第101章 運命の相手には、いつ会えるか分からない
『転んでぶつけたんです』
「眼球を!?」
『そういう日もありますよ』
「いやいや、ないだろ」
この男のことだ。帰れと言ったところで、素直に聞き入れてくれるとは思えない。仕方ないので会話に付き合いつつ、核心に触れられないよう のらりくらり逃れ続けるとしよう。
「行くあてのない、兎みたいな顔をしてる。まさか、振られでもしたか?」
見事な一閃を入れられ、核心は木っ端微塵に砕け散った。
「…冗談のつもりだったが」
『ふふ、ふふふ。貴方が、面白いことを言うものだから、ちょ、ちょっと、乗っかってみただけですよ。私は振られてません』
「いや無理だろ今更。あんた、さっき凄い顔してたぞ」
言いながら、虎於は歩き出す。どこへ行くのかと見ていると、どうやら飲み物を準備し始めたようだ。手には紙コップが2つ。
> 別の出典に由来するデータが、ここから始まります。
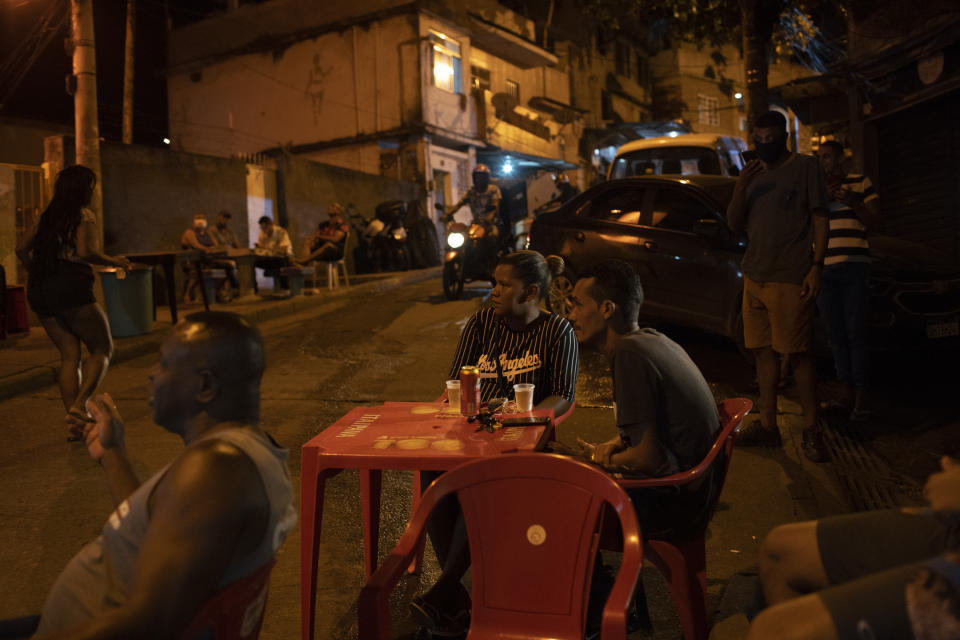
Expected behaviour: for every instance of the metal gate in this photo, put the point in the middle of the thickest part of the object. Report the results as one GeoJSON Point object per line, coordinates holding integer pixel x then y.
{"type": "Point", "coordinates": [29, 200]}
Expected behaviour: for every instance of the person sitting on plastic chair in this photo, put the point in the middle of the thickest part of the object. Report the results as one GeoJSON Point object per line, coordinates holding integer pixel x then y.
{"type": "Point", "coordinates": [331, 237]}
{"type": "Point", "coordinates": [666, 415]}
{"type": "Point", "coordinates": [217, 513]}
『もう夜も遅いですけど。まさか、このまま居座る気ですか』
「時間は関係ないだろう。俺は、チャンスは確実に掴む男だぜ」
『チャンス?』
「ようやく狙った女が隙を見せたんだ。付け入る他ないだろ」
『…はぁ。貴方のその、人の不幸をチャンスだと言い切るところ嫌いじゃないですよ』
「そうだろ?」
『嫌味ですよ』
こちらに向けられた背中が、愉快そうに少し揺れる。
「ところで、珈琲フィルターが見当たらないんだが」
『それ、インスタントなのでフィルターは必要ありません』
「あぁ…、あの溶ける粉か」
彼はまた、ところで と言いながらこちらを振り向く。
「この粉は、どれくらいが適量なんだ」
『…私が淹れるので、貴方は座って待っていてください』
仕事に逃げる予定だったが、どうやらその必要はなくなりそうである。